Posted: Wed Aug 13, 2008 12:09 am
by sidenimjay
the best bet is to take two passes at it....

1st pass is without the glass.....

the second can use the projected image of the skin for the head and render the glass only....use the others as ghost objects....seen in render calc but not rendered....

then composite the two....

Posted: Wed Aug 13, 2008 12:05 pm
by OWF
Cheers for the reply's. I have tried the AGS Glass, it is maybe a little faster but not that much difference to be honest.

I thought I might have to go down a compositing two renders together route, just not sure how I'll go about it in Maxwell. I'm used to doing it in C4D and Shake, but never tried in Maxwell.

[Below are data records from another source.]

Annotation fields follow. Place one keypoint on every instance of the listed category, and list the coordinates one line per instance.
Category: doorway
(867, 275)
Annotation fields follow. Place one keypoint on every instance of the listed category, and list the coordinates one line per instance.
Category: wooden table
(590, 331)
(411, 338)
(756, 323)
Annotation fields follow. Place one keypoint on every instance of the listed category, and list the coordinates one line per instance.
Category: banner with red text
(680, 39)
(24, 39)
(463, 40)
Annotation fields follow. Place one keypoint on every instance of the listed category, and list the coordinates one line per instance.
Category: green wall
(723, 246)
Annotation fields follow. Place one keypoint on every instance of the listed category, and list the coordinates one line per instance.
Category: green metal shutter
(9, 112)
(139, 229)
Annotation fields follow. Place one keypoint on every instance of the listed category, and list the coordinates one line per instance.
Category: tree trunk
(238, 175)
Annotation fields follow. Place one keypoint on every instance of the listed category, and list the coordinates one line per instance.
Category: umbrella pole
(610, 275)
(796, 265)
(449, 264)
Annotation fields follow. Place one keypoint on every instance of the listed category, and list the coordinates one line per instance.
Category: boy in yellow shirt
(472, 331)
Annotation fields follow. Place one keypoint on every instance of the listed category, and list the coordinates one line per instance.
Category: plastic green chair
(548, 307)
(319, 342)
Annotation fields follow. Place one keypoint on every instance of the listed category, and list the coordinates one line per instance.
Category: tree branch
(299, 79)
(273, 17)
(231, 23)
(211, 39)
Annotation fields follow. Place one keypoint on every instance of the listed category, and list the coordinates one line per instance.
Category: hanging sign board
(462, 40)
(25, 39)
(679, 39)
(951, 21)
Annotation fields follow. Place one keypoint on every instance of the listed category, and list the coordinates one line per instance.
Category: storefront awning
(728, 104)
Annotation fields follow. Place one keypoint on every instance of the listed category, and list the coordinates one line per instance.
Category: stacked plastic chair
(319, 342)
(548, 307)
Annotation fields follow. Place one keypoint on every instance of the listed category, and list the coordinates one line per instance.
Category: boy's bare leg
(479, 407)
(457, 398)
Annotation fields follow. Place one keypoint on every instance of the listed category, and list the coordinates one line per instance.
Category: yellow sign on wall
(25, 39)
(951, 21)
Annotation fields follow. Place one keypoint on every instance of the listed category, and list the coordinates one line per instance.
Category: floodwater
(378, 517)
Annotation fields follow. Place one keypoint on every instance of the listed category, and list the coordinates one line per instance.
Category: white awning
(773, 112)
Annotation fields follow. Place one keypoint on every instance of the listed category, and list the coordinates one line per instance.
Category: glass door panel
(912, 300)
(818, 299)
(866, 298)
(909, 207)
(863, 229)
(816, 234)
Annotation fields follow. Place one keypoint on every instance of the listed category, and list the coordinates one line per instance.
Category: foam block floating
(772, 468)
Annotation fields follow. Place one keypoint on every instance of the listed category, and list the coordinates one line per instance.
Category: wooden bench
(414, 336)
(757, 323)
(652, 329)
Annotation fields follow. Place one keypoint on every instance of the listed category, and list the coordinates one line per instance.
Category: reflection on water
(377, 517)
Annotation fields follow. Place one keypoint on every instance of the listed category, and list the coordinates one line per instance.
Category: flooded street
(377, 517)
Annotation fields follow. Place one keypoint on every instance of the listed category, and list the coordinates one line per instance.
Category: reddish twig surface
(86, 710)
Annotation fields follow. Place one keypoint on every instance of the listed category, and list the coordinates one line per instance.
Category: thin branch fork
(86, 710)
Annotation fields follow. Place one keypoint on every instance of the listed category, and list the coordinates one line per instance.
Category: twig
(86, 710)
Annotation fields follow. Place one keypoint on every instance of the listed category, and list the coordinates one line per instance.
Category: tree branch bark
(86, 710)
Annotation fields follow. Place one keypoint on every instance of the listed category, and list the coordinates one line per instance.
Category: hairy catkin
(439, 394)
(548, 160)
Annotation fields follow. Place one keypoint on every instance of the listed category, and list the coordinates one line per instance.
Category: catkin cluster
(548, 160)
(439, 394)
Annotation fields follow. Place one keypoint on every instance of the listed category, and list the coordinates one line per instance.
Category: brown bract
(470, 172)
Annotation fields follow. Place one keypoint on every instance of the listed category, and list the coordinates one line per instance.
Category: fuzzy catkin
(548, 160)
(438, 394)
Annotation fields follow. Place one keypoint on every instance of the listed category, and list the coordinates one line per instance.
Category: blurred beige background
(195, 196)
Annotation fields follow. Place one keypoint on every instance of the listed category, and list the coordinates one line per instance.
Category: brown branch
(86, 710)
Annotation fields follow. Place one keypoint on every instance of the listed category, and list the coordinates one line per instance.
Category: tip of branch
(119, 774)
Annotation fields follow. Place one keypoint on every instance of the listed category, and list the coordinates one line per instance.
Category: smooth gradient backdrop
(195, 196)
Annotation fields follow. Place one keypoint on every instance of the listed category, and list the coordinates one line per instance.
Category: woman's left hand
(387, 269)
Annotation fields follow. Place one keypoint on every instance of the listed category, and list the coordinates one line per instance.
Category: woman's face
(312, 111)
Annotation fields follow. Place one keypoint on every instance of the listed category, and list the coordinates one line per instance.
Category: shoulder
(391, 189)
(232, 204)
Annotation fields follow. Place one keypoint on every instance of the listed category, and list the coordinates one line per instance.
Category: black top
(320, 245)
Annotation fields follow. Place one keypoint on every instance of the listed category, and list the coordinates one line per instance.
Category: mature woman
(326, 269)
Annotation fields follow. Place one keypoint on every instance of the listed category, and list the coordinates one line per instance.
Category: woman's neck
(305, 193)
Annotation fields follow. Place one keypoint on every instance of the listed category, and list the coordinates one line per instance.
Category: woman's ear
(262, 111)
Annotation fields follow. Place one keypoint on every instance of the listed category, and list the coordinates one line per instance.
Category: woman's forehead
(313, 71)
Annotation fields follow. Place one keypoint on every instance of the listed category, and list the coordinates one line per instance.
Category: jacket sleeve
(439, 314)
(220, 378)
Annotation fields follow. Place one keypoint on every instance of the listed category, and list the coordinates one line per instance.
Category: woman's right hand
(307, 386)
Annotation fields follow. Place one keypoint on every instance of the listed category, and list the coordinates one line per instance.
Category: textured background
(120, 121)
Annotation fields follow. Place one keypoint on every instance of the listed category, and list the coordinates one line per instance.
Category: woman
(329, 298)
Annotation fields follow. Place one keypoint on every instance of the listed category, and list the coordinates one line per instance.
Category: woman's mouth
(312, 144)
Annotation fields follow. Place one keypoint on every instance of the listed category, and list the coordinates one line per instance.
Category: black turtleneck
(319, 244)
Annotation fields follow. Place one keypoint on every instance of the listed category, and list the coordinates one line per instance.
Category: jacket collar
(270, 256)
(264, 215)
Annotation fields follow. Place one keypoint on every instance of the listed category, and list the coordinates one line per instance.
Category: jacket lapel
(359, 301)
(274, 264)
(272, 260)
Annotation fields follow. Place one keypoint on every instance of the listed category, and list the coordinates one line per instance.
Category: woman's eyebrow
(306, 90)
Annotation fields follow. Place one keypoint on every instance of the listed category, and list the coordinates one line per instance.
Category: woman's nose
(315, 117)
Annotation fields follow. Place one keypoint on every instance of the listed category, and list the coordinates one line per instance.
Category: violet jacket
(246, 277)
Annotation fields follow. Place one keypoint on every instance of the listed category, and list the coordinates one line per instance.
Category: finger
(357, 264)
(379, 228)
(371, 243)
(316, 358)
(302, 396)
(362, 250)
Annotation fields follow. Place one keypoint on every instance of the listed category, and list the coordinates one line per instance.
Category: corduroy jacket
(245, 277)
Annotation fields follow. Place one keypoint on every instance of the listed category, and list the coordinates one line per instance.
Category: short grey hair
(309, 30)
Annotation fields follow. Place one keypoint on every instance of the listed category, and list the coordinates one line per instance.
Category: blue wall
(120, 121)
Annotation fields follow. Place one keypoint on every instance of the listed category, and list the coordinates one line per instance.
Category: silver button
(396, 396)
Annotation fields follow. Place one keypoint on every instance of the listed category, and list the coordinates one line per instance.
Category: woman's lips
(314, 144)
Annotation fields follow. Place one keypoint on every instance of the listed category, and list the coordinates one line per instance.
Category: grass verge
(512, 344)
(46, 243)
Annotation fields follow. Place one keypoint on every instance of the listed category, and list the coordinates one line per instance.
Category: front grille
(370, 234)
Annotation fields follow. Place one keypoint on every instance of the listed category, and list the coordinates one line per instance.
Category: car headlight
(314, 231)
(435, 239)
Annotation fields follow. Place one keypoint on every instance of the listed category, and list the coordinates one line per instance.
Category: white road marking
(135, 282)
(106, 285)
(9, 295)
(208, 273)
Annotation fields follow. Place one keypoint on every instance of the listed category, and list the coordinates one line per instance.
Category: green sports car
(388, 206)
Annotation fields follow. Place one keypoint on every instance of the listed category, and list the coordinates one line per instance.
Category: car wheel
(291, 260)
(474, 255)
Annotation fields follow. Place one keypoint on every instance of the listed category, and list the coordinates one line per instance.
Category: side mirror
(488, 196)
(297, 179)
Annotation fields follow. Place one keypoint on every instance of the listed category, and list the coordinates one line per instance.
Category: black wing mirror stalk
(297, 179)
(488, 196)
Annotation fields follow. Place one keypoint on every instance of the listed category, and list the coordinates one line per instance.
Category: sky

I'll try the Ghost option, see if I can make that work. But i guess I'd need to put the Head on a plane inside the helmet, which wont have the correct reflections? Is there anyway to bake a rendering on the model of the head? - The whole texture? I guess I could render out just the head and then frontal project it back onto the model. - Right just thinking out loud now... I try some of that and post an image of any decent results I get.

Cheers,

Rory.

Posted: Thu Aug 14, 2008 3:56 am
by lebbeus
like I said a few posts back; I ran some tests and I've run into something interesting: geometry that is effectively a clip map behaves similar to glass (causing an object inside to be lit entirely by caustics).

example:

two concentric spheres, outer one set to 100%transparent with nd=1.00 (essentially a clipmap), inner sphere is butter sss preset

Image
Image

here is the render with the outer sphere hidden:
Image
Image

maybe this is why AGS doesn't work like one would think??